“Six degrees of separation” is an esoteric math concept that began with a short story written in 1929. The idea is that in an ever shrinking world, the connections between any two people might be reduced to no more than six associations. A popular exercise is to find six degrees (or less) of separation between movies featuring Kevin Bacon and any other actor, given his extensive work in the entertainment industry. Does this concept hold true in genealogy? Maybe sometimes in today’s interconnected world, but what about a century ago, with people from small, somewhat isolated village communities?

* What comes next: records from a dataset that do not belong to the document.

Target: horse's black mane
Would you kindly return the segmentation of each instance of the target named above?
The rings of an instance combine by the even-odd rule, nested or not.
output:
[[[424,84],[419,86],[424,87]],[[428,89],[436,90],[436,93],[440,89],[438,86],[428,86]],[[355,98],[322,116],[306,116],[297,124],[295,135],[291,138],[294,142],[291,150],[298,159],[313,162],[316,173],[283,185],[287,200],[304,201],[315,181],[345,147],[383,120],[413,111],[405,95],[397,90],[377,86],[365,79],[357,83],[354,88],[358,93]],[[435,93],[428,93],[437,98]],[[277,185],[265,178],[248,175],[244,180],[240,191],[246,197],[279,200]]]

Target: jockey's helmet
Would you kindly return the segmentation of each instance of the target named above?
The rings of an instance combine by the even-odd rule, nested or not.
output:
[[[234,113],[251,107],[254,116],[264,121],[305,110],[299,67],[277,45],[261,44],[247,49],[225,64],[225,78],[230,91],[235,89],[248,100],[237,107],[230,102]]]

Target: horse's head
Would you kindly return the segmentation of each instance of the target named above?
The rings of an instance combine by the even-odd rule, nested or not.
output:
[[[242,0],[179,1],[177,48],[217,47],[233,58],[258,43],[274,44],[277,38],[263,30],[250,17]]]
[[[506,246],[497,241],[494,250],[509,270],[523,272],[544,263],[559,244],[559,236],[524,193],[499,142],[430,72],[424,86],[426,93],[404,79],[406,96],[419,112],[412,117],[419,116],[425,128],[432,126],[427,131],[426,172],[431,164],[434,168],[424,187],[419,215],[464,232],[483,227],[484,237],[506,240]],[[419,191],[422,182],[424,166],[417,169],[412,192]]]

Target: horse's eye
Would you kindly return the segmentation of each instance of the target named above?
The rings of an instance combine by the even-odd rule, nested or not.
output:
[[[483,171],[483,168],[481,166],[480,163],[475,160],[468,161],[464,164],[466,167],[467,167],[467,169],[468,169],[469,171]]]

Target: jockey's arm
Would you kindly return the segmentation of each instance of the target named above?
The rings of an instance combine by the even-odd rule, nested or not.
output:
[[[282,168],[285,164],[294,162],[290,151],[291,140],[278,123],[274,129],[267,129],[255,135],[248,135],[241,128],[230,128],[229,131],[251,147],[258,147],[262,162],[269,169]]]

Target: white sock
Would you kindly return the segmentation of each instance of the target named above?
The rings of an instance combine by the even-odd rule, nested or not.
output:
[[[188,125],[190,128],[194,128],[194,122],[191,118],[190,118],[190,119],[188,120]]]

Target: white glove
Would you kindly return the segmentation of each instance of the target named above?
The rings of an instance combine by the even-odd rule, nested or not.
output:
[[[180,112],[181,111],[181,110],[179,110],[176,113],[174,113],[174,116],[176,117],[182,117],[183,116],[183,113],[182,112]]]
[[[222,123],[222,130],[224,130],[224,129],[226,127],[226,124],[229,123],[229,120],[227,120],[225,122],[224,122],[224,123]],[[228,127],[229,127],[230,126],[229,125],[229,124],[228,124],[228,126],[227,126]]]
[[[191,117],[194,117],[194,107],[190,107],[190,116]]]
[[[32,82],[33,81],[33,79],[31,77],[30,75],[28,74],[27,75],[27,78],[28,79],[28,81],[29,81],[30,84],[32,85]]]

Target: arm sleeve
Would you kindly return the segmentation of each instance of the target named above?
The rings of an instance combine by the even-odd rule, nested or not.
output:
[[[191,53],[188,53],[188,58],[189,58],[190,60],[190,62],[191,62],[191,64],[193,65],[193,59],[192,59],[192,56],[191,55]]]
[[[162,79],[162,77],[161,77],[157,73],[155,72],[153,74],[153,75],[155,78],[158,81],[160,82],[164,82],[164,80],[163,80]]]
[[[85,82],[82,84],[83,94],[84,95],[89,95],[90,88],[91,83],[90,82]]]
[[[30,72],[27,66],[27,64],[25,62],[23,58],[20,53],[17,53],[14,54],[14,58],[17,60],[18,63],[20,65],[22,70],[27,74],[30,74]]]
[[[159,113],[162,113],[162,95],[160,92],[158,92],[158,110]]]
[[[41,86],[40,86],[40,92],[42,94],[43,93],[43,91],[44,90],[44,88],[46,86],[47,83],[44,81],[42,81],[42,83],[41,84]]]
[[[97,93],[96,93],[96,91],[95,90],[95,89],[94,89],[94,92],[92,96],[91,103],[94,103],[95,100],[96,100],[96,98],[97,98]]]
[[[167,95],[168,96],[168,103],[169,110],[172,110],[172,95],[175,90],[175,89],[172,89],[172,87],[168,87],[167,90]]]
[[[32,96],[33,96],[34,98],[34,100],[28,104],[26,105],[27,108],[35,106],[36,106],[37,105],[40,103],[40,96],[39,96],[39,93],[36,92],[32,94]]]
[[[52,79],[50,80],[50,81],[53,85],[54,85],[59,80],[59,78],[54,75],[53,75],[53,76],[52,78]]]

I recently stumbled on an instance of a family connection between two people in my life that really surprised me.
One of the pair is my husband, who was born in the small Caribbean nation of St Kitts. His diverse ancestors were all born outside the United States, in places like the British Isles, Western Europe, the West Indies, and Africa. The other is a good friend and neighbor who was born in the United States, and whose ancestry appears to 100% Italian, judging from the family tree research I’ve done for her.
So what’s the connection? Looking at census, birth and death records for my Italian-American friend, I was shocked to find that a man who shared her mother’s maiden name, Ricca, was married in the early 20th century to a woman born in St Kitts. The entire Kittitian population is about the size of the average American town, and the number that emigrated to the US is a fraction of that, so the chances of an Italian American man (in New York City, as it happens) marrying a lady from St Kitts is quite small.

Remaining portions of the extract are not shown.